Thinking about the definition of logarithms, as we did in the warm-up, these results make sense. For example, we’d expect the power that we’d raise \(5\) to in order to get a given value of \(x\) to be twice as much as the power we’d need to raise \(25\) to.
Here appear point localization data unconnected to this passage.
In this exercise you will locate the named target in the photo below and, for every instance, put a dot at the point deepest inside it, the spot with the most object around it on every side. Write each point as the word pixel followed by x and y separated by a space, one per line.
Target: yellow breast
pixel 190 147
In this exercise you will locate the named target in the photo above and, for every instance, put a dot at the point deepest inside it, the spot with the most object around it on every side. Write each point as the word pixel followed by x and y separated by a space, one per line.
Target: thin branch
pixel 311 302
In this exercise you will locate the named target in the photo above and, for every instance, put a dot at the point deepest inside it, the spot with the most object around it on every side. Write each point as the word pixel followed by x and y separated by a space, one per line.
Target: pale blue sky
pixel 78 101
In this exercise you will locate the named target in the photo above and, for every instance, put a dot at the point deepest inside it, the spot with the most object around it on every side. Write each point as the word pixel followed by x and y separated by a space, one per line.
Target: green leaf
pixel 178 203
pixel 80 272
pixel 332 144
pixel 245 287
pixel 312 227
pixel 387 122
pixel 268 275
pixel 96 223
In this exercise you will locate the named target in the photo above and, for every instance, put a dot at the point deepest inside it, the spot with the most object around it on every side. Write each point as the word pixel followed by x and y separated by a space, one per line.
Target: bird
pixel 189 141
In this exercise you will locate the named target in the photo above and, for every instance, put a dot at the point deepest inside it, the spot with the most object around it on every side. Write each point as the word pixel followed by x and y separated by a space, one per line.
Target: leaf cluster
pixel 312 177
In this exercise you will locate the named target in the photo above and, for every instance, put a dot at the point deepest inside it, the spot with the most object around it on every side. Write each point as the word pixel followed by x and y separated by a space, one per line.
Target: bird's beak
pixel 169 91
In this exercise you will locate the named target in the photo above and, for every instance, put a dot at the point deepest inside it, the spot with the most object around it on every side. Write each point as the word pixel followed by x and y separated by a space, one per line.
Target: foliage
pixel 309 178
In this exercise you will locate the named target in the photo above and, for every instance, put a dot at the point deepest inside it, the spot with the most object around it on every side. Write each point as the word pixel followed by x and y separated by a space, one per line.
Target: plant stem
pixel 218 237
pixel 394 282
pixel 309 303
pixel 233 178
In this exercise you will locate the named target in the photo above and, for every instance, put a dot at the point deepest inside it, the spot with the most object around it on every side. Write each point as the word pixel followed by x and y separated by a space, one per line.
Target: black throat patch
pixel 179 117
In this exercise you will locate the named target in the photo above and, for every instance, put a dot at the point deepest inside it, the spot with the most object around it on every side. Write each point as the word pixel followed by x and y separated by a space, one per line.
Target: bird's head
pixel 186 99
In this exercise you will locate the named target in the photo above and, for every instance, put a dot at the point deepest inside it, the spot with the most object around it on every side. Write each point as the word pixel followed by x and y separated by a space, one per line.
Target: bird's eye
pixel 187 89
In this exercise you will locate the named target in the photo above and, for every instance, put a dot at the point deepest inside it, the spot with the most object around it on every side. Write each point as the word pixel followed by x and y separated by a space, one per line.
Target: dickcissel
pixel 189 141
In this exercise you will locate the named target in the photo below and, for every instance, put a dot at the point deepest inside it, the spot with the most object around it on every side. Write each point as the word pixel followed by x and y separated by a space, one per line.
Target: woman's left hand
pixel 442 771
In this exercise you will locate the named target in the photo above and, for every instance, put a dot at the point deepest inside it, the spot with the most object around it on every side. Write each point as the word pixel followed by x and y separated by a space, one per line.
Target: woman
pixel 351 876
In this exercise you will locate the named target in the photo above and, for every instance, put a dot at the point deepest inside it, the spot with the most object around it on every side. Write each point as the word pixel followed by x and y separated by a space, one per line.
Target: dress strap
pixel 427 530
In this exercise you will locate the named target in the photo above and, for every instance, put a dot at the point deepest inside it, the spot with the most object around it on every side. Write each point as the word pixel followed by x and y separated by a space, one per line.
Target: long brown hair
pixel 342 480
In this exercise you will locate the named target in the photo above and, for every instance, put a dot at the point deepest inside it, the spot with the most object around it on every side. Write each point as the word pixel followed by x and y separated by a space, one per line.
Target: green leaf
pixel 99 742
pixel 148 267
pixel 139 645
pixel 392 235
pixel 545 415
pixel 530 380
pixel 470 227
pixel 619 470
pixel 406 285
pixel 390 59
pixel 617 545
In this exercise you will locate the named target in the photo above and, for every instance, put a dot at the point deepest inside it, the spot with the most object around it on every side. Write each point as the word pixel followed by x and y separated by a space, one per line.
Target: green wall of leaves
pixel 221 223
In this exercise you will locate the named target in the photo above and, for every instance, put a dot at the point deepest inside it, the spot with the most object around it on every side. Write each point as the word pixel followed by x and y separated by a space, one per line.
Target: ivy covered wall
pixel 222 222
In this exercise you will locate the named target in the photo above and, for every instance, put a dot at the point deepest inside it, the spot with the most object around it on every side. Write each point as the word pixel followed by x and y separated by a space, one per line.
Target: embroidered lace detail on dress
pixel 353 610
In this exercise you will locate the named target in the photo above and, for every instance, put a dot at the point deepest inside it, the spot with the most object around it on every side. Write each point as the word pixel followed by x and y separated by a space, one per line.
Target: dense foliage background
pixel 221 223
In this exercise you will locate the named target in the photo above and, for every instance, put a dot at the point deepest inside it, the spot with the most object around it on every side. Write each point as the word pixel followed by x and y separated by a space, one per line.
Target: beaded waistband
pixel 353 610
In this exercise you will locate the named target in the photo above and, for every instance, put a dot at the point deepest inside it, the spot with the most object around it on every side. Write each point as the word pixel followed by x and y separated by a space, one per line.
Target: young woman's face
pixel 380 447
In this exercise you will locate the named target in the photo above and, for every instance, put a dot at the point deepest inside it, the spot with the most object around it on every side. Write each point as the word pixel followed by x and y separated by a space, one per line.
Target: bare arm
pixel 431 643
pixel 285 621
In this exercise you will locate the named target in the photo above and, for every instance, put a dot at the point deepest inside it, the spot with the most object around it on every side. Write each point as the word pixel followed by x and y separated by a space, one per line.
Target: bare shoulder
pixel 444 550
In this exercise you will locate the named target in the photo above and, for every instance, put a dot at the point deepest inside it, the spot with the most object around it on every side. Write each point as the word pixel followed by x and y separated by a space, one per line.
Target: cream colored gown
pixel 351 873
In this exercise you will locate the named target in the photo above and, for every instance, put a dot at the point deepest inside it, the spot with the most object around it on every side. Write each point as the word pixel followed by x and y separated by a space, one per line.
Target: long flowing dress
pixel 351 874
  1. As \(\dfrac{1}{5} = 5^{-1}\), the power that we’d raise \(\dfrac{1}{5}\) to in order to get a given value of \(x\) is \(-1\) times the power we’d need to raise \(5\) to. Alternatively, using the idea from the warm-up, \[\log_{\frac{1}{5}}x=(\log_{\frac{1}{5}} 5)(\log_{5}x)=-\log_{5}x\] and so the graph of \(y = \log_{\frac{1}{5}}x\) is a reflection in the \(x\)-axis of the graph of \(y=\log_{5}x\).
Plots of log base five of x and log base one over five of x

  1. More work is needed for the graph of \(y=\log_{10} x\). We know that \(\log_{10}x= \dfrac{\log_{5} x}{\log_{5} 10}\), so we need to divide by \(\log_{5}10\) to get the graph of \(y=\log_{10}x\). The given graph doesn’t go up as far as \(x=10\), but \(\log_{5}10 = \log_{5}5+ \log_{5}2 = 1+ \log_{5}2\). From the graph, \(\log_{5} 2 \approx 0.42\). Now, \(1 \div 1.42 = \frac{100}{142}=\frac{50}{71}\approx\frac{49}{70} = 0.7\) so the graph of \(y=\log_{10}x\) is a stretch of \(y=\log_{5}x\) parallel to the \(y\)-axis, scale factor \(0.7\).
Plots og log base five of x and log base ten of x

  1. For \(x>0\) with \(x\neq 1\), (\(\log_{5}x)(\log_{x}5)= \log_{5}5=1\), so \(\log_{x}5\) is the reciprocal of \(y=\log_{5}x\). We can use this to plot particular points to get an idea of the shape of the graph \(y=\log_{x}5\).
Plots of log base five of x and log base x of five

Alternatively, we can use the behaviour of the function \(\log_{5} x\) to sketch the behaviour. For \(x>1\), as \(x\) increases, \(\log_{5}x\) increases and is positive, so \(\log_{x}5\) decreases and is positive. For \(x\) close to \(1\), \(\log_{5} x\) is close to \(0\), and the graph of \(y=\log_{x}5\) has an asymptote at \(x=1\). For \(0< x <1\), \(\log_{5}x\) is negative. It increases to \(0\) as \(x\) increases to \(1\), and tends to \(-\infty\) as \(x\) decreases to \(0\). The graph of \(y=\log_{x}5\) gets steeper and closer to the \(y\)-axis as \(x\) decreases to \(0\), but it doesn’t actually meet the \(y\)-axis because \(\log_{x}5\) isn’t defined for \(x=0\).